If my program passes sanity check, does that mean it's perfect?

Passing sanity check indicates you've got those specific tests nailed, but it doesn't predict anything beyond that. You gain broader coverage by creating your own custom tests. The more comprehensive your tests, the more confidence you can have in the results.

Conversely, if my program fails sanity check, am I hosed?

Passing sanity check is generally a necessary condition for a good grading outcome, any failures are cause for alarm and should be investigated and resolved before submitting. That said, sanity check only accepts output that is an exact match and there are a few situations, such as allowed latitude in the spec or equivalent re-wording of error messages, where a mismatch is not actually an error--- i.e. the program's behavior is a valid alternative to the sample, but sanity check doesn't know that. The autotester defers these cases to the judgment of the grading TA to identify whether such mismatches are true failures or harmless variation.
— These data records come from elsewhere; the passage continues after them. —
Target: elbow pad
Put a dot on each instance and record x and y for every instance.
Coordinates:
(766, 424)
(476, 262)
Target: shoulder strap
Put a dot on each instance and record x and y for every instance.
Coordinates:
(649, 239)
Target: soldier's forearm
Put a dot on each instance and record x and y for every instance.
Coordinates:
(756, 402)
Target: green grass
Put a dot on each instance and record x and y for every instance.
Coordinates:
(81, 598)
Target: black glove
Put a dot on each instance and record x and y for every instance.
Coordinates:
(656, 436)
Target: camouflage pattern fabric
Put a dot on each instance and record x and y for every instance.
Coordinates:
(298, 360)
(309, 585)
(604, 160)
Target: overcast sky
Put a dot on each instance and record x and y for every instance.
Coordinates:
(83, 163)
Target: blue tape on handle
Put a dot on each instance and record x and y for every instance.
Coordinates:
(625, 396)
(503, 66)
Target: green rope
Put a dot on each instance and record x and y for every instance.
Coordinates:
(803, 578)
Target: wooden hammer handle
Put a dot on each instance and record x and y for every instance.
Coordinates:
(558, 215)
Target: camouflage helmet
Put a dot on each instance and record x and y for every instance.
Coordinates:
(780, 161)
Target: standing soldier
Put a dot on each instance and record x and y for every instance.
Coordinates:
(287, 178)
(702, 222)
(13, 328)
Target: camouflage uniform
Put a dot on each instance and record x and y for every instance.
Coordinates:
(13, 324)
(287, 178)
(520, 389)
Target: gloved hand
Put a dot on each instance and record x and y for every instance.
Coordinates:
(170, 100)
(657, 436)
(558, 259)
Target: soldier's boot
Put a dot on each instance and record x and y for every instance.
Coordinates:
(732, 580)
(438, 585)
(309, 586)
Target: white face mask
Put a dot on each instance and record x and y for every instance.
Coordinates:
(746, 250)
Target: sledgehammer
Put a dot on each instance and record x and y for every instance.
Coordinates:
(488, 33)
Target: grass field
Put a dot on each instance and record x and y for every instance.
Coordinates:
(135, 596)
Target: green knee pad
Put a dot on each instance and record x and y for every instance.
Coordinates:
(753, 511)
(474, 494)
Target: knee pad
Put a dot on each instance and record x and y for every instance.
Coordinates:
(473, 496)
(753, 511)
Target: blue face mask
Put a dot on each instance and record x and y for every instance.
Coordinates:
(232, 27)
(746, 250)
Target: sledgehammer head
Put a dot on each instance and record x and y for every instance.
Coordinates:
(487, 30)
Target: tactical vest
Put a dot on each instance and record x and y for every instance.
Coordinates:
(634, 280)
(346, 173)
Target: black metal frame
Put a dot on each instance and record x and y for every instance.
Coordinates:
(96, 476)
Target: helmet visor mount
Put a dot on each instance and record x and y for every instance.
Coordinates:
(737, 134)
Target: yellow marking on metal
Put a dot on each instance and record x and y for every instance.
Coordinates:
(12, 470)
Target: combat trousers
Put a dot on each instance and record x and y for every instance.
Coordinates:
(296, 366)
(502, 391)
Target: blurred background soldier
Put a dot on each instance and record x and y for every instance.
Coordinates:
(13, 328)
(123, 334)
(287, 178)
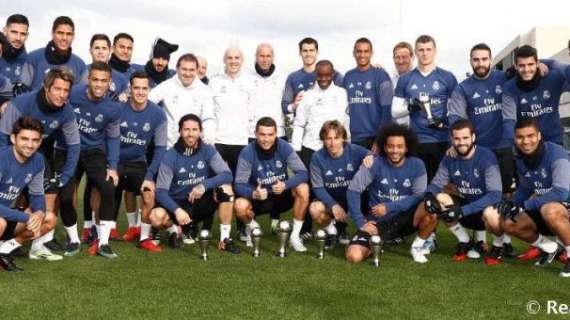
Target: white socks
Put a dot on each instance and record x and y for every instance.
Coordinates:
(105, 227)
(481, 235)
(331, 229)
(297, 225)
(545, 244)
(225, 231)
(498, 241)
(418, 242)
(172, 229)
(145, 231)
(460, 233)
(132, 219)
(72, 233)
(9, 246)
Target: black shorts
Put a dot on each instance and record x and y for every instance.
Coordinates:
(398, 226)
(230, 154)
(200, 210)
(10, 231)
(274, 203)
(131, 176)
(366, 143)
(541, 226)
(50, 168)
(506, 161)
(306, 154)
(473, 221)
(431, 154)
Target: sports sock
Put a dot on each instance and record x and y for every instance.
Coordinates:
(331, 229)
(72, 233)
(297, 225)
(9, 246)
(418, 242)
(481, 235)
(132, 219)
(145, 231)
(172, 229)
(545, 244)
(225, 230)
(105, 227)
(460, 233)
(498, 241)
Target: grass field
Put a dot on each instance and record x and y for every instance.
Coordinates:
(178, 285)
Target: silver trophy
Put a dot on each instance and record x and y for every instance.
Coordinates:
(425, 102)
(283, 230)
(321, 236)
(204, 238)
(256, 234)
(376, 244)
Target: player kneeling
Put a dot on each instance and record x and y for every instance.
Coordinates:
(264, 185)
(332, 169)
(21, 167)
(193, 181)
(539, 207)
(395, 184)
(475, 181)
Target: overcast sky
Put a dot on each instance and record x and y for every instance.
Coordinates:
(207, 27)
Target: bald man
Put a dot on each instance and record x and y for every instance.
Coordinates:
(233, 106)
(203, 69)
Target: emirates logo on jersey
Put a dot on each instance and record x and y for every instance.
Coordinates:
(435, 85)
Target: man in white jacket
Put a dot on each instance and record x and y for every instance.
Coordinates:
(268, 86)
(233, 107)
(324, 102)
(184, 94)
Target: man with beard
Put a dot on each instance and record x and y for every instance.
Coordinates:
(192, 182)
(532, 95)
(57, 53)
(183, 94)
(263, 183)
(100, 50)
(50, 106)
(479, 98)
(268, 86)
(122, 53)
(395, 184)
(403, 57)
(98, 121)
(539, 206)
(429, 85)
(20, 168)
(233, 106)
(304, 78)
(370, 94)
(203, 70)
(13, 60)
(157, 66)
(332, 168)
(141, 122)
(475, 173)
(324, 102)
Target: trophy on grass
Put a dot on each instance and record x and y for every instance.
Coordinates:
(256, 234)
(204, 239)
(376, 245)
(321, 236)
(283, 230)
(423, 103)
Submit seems to expect that my program pass sanity. Can I hard-code my program to work on exactly/only those inputs so that it passes sanity and can be submitted?

No. Any submission that attempts to defraud the results of automated testing will be rejected from grading and receive a 0 score. Although we recommend that you resolve any sanity check failures before submit, it is possible to submit a program that doesn't pass sanity by simply skipping the sanity check during the submit process.